Die Oberfläche dieses Werks ist eine Stratigrafie des Schweigens. Der Zement, in aufeinanderfolgenden, überlagerten Schichten aufgetragen, errichtet eine raue und dichte Topografie, in der man — kaum sichtbar — die Umrisse von Gebäuden, Bögen, horizontalen Strukturen liest, die an verdichtete und vergessene Skylines erinnern. Das vorherrschende chromatische Feld ist das Grau in all seinen Variationen: Perl, Asche, Schiefer, Blei; und dennoch ist die Leinwand nicht eintönig. Kleine Ausbrüche von Kobaltblau, mineralischem Ocker, ein Blitz aus Karminrot zeichnen die innere Landkarte des Werks nach — Lebenszeichen in einer ansonsten versteinerten Landschaft.

Die Komposition gliedert sich in eine präzise innere Architektur: Ein dunklerer äußerer Rahmen umgrenzt das malerische Feld wie die Schwelle eines Fensters oder der Rand eines alten Dokuments und lenkt den Blick auf einen zentralen Kern, in dem sich die Materie verdichtet und in taktilen Reliefs erhebt. Der untere Bereich der Leinwand entfaltet nahezu kalligrafische horizontale Sequenzen, die Straßen, geologische Schichtungen, Zeilen eines erodierten Textes andeuten.

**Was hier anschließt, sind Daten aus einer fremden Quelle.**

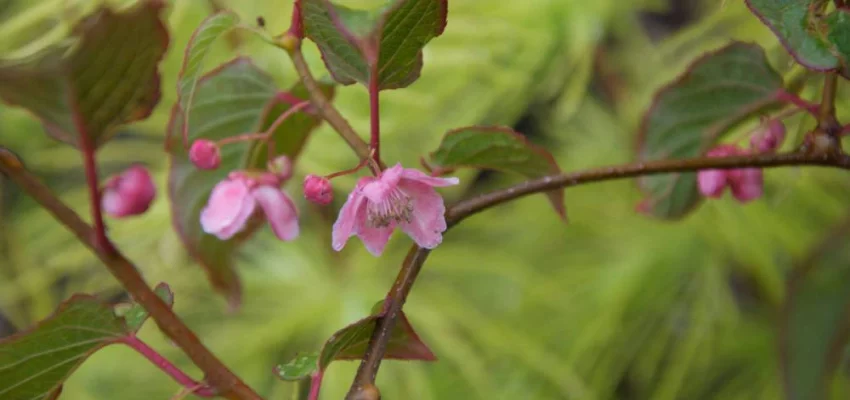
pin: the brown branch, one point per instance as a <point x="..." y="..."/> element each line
<point x="218" y="375"/>
<point x="415" y="259"/>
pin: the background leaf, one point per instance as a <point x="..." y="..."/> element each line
<point x="689" y="115"/>
<point x="34" y="363"/>
<point x="236" y="98"/>
<point x="500" y="149"/>
<point x="816" y="320"/>
<point x="109" y="78"/>
<point x="792" y="23"/>
<point x="404" y="26"/>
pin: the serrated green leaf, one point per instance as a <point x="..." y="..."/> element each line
<point x="109" y="76"/>
<point x="135" y="315"/>
<point x="689" y="115"/>
<point x="500" y="149"/>
<point x="34" y="363"/>
<point x="816" y="320"/>
<point x="300" y="367"/>
<point x="404" y="27"/>
<point x="795" y="26"/>
<point x="350" y="343"/>
<point x="234" y="99"/>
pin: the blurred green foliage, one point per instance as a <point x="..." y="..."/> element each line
<point x="515" y="304"/>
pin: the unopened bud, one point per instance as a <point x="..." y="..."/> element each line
<point x="769" y="137"/>
<point x="130" y="193"/>
<point x="282" y="167"/>
<point x="205" y="154"/>
<point x="318" y="190"/>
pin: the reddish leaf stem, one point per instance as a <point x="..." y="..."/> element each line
<point x="792" y="98"/>
<point x="217" y="374"/>
<point x="196" y="388"/>
<point x="316" y="385"/>
<point x="397" y="294"/>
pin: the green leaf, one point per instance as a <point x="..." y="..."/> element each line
<point x="109" y="76"/>
<point x="500" y="149"/>
<point x="688" y="116"/>
<point x="299" y="368"/>
<point x="350" y="343"/>
<point x="234" y="99"/>
<point x="403" y="26"/>
<point x="816" y="320"/>
<point x="792" y="22"/>
<point x="135" y="315"/>
<point x="33" y="364"/>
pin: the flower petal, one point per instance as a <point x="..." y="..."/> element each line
<point x="375" y="239"/>
<point x="228" y="209"/>
<point x="428" y="220"/>
<point x="352" y="214"/>
<point x="419" y="176"/>
<point x="279" y="210"/>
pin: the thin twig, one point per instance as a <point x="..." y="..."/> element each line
<point x="416" y="257"/>
<point x="217" y="374"/>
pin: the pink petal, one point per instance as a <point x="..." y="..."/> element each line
<point x="747" y="184"/>
<point x="351" y="215"/>
<point x="279" y="210"/>
<point x="419" y="176"/>
<point x="228" y="209"/>
<point x="375" y="239"/>
<point x="429" y="222"/>
<point x="711" y="182"/>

Città Sommersa gehört zu Bazzonis Erforschung der sedimentierten Erinnerung: der Idee, dass jede Oberfläche — städtische wie malerische — ein Archiv von Anwesenheiten ist, ein Palimpsest, in dem die Gegenwart die Vergangenheit nicht auslöscht, sondern sie verdichtet, sie in Materie verwandelt.